Propaganda provided moral cover by insisting that Jews were responsible for the war, that the nation was under existential threat, and that harsh measures were unfortunate but necessary. Heinrich Himmler’s secret speeches to SS leaders framed genocide as a difficult duty—something that would never be publicly celebrated, but that supposedly preserved the purity and safety of the German people. This framing allowed perpetrators to imagine themselves as guardians rather than criminals. It also allowed ordinary citizens to look away: if the state said these actions were defensive, and if the war demanded sacrifice, then questioning the regime felt disloyal or dangerous.

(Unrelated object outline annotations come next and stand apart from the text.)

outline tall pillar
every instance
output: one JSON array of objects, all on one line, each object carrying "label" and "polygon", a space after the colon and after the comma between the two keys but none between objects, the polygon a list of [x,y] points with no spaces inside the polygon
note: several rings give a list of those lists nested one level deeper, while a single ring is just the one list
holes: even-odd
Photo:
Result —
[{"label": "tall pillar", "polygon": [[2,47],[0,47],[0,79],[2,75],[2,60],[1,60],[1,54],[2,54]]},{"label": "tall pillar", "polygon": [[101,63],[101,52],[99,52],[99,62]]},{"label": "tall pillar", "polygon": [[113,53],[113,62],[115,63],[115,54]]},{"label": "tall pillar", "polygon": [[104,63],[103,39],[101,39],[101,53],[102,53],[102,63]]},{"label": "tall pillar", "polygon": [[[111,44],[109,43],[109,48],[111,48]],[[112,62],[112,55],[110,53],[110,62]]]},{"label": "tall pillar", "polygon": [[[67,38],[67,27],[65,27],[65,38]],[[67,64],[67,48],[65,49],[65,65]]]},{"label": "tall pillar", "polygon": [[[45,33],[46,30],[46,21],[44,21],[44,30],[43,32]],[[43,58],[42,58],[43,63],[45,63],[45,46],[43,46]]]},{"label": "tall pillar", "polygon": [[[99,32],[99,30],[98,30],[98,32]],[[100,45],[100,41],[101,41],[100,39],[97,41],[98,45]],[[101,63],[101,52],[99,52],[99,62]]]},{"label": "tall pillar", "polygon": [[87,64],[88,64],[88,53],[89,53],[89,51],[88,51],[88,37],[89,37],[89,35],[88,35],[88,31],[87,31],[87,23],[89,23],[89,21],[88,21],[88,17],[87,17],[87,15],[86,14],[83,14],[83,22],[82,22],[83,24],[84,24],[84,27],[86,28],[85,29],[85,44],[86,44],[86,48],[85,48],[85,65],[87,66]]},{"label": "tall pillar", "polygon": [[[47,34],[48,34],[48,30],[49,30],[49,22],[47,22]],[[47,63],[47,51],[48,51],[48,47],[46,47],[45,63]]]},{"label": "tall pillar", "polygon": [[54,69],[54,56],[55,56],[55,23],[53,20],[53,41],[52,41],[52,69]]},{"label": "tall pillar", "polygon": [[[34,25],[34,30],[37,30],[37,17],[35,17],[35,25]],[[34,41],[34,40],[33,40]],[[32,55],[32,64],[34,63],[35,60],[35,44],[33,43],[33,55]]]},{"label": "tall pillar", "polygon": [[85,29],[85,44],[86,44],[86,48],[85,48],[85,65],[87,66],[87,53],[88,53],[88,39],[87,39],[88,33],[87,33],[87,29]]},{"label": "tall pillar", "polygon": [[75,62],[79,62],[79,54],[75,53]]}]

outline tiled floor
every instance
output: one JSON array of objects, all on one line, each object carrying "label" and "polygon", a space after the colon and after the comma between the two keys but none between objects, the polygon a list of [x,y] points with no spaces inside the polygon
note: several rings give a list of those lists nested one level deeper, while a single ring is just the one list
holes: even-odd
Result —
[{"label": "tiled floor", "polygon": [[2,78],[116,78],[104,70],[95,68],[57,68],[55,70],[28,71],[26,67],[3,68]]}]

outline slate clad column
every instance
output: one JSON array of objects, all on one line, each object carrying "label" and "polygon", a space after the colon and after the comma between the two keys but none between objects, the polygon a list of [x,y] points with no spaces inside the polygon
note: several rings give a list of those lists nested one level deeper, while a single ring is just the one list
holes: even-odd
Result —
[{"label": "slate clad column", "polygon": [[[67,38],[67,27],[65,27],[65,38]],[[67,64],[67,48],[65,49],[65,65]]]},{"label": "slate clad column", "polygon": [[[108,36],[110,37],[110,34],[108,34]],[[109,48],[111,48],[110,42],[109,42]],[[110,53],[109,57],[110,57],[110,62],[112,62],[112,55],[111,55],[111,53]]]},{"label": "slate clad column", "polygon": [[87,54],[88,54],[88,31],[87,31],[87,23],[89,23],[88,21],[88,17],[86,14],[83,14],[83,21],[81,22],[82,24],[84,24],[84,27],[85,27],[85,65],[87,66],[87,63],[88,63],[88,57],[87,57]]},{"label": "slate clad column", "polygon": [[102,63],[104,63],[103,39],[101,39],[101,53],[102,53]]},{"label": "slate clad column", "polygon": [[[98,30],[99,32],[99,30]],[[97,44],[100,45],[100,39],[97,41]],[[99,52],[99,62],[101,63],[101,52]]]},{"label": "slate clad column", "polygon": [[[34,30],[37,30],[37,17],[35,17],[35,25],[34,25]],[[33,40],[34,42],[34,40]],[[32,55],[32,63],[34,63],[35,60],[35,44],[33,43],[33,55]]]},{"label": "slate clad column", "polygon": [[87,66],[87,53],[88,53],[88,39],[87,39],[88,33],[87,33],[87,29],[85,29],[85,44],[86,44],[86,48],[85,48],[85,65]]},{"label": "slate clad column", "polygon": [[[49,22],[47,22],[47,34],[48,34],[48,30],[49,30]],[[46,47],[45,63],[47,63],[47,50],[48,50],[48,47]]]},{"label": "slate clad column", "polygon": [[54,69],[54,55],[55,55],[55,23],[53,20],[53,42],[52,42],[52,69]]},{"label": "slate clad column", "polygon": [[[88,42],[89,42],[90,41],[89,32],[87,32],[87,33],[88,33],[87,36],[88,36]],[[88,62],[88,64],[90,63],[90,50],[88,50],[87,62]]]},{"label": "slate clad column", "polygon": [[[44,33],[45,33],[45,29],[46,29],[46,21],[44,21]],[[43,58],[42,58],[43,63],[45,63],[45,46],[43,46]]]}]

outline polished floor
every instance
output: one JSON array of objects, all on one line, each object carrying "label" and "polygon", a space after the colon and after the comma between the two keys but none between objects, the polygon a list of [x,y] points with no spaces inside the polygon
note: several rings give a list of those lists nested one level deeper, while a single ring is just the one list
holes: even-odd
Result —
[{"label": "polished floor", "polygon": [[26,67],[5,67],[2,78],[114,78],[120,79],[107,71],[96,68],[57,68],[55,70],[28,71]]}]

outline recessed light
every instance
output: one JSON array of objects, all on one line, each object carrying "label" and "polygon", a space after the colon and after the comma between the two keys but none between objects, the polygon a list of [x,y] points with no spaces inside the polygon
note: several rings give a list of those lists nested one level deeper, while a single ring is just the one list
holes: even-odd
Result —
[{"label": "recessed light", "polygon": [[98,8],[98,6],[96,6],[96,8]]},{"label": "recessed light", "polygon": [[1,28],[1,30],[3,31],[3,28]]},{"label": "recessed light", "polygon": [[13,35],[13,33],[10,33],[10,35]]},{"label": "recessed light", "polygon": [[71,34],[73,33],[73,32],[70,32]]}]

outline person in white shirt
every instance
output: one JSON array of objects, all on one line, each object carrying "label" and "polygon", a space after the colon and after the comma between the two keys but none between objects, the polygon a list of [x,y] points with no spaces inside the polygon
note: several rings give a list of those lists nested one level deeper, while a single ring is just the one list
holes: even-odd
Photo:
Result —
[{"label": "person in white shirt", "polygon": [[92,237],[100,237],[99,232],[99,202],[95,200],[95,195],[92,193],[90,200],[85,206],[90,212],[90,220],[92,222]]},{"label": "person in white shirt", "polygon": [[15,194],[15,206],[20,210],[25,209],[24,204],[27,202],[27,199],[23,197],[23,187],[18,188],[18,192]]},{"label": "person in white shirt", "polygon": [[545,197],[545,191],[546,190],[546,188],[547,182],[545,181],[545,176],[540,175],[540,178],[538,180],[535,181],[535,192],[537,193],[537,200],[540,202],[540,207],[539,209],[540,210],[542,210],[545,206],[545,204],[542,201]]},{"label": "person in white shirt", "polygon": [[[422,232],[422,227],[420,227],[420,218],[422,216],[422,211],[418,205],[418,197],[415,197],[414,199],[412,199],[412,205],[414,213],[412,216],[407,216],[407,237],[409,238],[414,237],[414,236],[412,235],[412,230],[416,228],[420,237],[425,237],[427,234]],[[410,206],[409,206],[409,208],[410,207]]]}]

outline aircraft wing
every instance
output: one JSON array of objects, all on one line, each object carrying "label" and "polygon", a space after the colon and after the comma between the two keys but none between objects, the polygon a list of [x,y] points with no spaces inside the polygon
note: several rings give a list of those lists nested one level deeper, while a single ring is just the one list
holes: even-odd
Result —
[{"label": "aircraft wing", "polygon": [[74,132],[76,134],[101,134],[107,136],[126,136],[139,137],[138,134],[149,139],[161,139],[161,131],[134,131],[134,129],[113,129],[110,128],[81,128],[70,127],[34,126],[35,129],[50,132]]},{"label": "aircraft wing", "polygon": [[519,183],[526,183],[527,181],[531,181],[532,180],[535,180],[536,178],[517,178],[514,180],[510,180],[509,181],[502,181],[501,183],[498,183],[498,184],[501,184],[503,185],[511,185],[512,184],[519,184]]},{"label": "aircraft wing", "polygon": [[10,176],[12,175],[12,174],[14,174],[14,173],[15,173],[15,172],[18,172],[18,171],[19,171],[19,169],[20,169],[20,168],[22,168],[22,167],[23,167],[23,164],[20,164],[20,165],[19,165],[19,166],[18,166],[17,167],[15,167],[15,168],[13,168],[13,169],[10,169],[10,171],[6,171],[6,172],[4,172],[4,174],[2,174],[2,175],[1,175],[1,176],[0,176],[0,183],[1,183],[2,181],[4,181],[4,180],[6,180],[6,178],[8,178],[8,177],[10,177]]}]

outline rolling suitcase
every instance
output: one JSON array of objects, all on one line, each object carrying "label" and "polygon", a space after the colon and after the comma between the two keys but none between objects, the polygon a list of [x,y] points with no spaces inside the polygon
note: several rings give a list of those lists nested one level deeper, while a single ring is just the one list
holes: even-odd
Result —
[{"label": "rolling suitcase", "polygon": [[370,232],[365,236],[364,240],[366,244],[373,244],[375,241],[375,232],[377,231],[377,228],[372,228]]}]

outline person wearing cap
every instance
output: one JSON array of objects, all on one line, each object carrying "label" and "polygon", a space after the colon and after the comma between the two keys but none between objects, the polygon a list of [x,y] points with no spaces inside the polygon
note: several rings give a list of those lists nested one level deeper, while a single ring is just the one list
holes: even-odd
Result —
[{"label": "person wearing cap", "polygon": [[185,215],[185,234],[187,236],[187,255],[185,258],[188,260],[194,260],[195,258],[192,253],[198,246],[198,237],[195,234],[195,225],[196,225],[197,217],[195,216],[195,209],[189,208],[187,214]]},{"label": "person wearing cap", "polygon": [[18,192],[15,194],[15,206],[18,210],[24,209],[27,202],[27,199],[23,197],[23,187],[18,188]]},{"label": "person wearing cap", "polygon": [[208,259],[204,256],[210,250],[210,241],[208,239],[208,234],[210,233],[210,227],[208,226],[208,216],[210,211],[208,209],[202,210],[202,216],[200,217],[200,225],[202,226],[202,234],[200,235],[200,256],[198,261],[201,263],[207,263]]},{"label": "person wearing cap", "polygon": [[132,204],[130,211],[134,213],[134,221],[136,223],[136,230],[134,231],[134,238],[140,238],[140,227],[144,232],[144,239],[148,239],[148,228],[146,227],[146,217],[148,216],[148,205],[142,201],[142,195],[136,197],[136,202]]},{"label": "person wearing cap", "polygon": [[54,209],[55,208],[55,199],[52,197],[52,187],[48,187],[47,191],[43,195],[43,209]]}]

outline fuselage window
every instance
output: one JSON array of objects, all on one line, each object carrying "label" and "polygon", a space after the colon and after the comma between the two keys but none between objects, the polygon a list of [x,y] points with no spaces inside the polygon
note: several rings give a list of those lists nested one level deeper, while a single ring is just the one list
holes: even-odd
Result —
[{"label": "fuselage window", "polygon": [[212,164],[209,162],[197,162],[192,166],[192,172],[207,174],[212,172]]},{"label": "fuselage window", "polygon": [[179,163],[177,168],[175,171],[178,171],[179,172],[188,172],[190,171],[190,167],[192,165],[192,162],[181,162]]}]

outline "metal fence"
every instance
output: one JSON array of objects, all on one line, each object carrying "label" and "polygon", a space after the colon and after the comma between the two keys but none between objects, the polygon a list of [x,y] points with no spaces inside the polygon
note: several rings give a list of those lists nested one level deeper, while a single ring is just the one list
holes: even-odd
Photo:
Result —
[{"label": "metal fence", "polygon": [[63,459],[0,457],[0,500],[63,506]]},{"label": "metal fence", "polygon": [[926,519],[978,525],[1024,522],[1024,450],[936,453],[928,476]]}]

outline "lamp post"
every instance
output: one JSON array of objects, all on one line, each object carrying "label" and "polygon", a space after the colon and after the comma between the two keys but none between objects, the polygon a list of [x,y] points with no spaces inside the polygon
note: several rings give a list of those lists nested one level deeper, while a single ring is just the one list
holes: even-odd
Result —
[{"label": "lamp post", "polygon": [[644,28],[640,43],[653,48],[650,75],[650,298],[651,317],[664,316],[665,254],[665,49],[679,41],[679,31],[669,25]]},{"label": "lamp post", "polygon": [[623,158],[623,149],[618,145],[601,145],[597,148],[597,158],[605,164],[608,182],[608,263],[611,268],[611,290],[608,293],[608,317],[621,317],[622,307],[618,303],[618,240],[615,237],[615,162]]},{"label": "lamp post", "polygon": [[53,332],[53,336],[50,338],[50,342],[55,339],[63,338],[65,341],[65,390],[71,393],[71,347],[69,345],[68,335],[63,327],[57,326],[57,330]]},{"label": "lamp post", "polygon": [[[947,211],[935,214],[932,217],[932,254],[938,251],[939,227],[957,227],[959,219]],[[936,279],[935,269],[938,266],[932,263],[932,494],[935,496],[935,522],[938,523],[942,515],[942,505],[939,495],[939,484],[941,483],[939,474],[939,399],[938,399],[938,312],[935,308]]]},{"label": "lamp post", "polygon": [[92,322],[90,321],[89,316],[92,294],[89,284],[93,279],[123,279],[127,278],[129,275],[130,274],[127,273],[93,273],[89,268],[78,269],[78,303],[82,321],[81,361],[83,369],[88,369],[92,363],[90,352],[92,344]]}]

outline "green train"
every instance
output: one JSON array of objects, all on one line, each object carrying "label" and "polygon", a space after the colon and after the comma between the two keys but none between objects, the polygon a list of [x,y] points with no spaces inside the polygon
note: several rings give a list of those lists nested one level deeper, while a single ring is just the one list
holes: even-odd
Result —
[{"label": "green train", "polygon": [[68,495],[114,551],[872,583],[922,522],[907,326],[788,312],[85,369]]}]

There were moments of resistance, but they were rare. When German women protested the arrest of their Jewish husbands during the Rosenstrasse demonstration in 1943, the regime backed down, revealing once again that public pressure could matter under the right circumstances. Yet these displays were exceptions in a society increasingly focused on survival as Allied bombs fell, shortages deepened, and the Eastern Front consumed entire generations of young men. Concern for persecuted groups diminished as Germans grew preoccupied with their own suffering. The moral boundaries that might once have driven people to intervene had already been eroded.

In the end, the story of how ordinary Germans came to support—or at least tolerate—Hitler is not a story of sudden radicalization. It is the story of a long descent in which each compromise made the next one easier. Economic despair made promises of renewal irresistible. The craving for order made authoritarianism seem reasonable. Old prejudices made exclusion seem logical. Propaganda hardened hearts. Distance and secrecy obscured reality. Bureaucracy sanitized violence. And fear—of the regime, of social isolation, of being wrong—kept people silent.

This history remains unsettling because it demonstrates how moral collapse can happen gradually, even among people who saw themselves as decent. It shows how a society can be led step by step into accepting what once would have horrified them, and how the capacity for complicity lies not at the edges of human nature, but at its center, waiting for the wrong circumstances to awaken it.